Manning is running as a centrist gun-control advocate in the 13th, North Carolina’s most flippable district, stretching west from Greensboro and High Point through Lexington, Salisbury, Mocksville and Statesville. In Georgia, Democrats nominated Stacey Abrams, a solid-left candidate who is the first black female to be nominated for governor by a major party in US history. Brian Kemp, her Republican opponent, is an unapologetic Trumper who is running a campaign ad where he says, “I got a big truck just in case I need to round up criminal illegals and take ’em home myself. Yep, I just said that.” Abrams similarly has not shied away from the cultural battles dear to her base. Last August, following the deadly white-supremacist rally in Charlottesville, Abrams decried the giant carving of three Confederate war leaders on Stone Mountain, saying it “remains a blight on our state and should be removed.”

Even as a history-making black woman who advocates for economic fairness and removing symbols of white supremacy, Abrams’ path to victory runs through the suburbs. Ironically, Democrats are looking for crucial votes in rapidly diversifying suburban counties like Gwinnett, Cobb and Henry that previously helped Republicans take control of state politics 30 years ago.

While Democratic wins will be crucial to restoring balance in state and federal government, their base will expect results if the party tips the balance. Supporters will be demoralized if Democratic lawmakers don’t hold Immigration & Customs Enforcement accountable for separating families at the border and don’t take significant action to address widening wealth inequality. At the same time, any proactive policy or truth speaking by Democratic elected officials is guaranteed to prompt paroxysms of rage by right-wing patriot militia activists. The problem for the Democratic Party establishment is that they can’t merely move the country back to the pre-2016 status quo, assuming the anticipated blue-wave election. The status quo — including record deportations under Obama, persistent police violence and mass incarceration against people of color, and astronomical wealth inequality for all — is unacceptable to key segments of the party’s base.

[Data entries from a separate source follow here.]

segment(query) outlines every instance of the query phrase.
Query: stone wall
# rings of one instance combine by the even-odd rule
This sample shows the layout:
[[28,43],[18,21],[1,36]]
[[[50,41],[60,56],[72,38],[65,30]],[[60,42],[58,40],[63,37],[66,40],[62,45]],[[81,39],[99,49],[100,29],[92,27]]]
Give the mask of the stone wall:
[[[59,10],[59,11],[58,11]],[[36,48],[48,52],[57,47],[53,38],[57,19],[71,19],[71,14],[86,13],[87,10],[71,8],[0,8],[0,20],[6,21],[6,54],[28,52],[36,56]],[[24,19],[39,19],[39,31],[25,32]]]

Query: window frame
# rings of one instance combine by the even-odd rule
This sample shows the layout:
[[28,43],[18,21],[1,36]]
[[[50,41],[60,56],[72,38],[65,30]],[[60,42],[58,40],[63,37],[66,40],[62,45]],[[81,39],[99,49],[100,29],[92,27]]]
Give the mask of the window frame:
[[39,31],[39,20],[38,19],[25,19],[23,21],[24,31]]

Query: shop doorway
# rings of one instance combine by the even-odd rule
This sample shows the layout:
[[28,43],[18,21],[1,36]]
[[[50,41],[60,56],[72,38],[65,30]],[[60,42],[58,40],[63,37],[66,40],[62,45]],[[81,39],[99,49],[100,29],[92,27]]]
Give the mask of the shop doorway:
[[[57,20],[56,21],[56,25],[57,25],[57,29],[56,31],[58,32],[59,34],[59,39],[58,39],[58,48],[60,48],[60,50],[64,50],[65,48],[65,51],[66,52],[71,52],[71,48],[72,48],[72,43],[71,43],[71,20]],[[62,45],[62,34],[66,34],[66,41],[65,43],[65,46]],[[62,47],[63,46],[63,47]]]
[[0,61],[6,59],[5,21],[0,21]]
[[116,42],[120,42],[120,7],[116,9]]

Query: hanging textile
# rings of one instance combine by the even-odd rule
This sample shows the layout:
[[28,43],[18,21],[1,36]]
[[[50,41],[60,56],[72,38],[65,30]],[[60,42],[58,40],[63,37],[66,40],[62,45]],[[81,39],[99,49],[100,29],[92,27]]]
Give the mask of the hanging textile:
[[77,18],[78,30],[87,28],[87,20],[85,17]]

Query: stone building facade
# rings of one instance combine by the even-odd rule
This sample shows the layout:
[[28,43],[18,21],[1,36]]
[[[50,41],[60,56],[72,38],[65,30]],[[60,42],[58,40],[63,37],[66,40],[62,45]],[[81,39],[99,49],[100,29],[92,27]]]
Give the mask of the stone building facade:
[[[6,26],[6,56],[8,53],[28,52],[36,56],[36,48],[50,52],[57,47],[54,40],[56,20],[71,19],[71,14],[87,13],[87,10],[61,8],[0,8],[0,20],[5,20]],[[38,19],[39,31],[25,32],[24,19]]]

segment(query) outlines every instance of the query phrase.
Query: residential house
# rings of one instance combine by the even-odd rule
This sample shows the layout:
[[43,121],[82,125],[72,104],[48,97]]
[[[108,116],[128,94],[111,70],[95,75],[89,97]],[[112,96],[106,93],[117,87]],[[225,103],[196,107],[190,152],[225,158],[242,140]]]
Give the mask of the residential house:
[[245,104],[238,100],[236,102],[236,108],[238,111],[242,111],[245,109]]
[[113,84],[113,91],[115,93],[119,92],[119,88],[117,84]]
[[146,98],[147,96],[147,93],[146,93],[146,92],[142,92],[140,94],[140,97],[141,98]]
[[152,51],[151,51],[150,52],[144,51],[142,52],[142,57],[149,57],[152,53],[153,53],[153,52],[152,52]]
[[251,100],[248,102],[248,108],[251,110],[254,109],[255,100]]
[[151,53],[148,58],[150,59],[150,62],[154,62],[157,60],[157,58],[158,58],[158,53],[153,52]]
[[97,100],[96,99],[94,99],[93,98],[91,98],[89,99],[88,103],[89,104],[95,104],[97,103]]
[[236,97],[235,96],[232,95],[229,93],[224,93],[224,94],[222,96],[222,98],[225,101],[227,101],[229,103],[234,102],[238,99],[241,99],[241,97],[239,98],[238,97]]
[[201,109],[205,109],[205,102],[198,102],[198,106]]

Whether Democrats or Republicans prevail in the fall, we’re likely headed for a battle for the soul of the nation that takes place beyond the ballot box. Hopefully, it won’t be a shooting war, but some kind of reckoning seems inevitable.

If Trump fires Special Prosecutor Robert Mueller and pardons himself with the support of 40 percent of the population, institutions and particularly a supine Republican Congress are not likely to save us. The culture of democracy — the idea that people who hold different beliefs and backgrounds can come together and work out problems for the benefit of all — has already failed. How could it be any other way when the right is hostile towards not only people of color, immigrants and Muslims, but center-left “libtards”?

“If radicalism be defined as perception of need for radical change,” the great American philosopher John Dewey wrote in his 1935 text Liberalism and Social Action, “then today any liberalism which is not also radicalism is irrelevant and doomed.”

Melvin Rogers’ July 25 meditation on Dewey in the Boston Review bears consideration: “Placing the fate of democracy in the domain of culture requires us in our day, as it did in Dewey’s, that we see our present moment as a fight about what kind of people we want to be and what kind of society we long to create. This way of thinking ran through Reconstruction, the ambition of the New Deal (even as Dewey argued that it could be more radical), and the Civil Rights Movement. Dewey made it the centerpiece of his thinking, and we must make it the cornerstone of our engagement today.”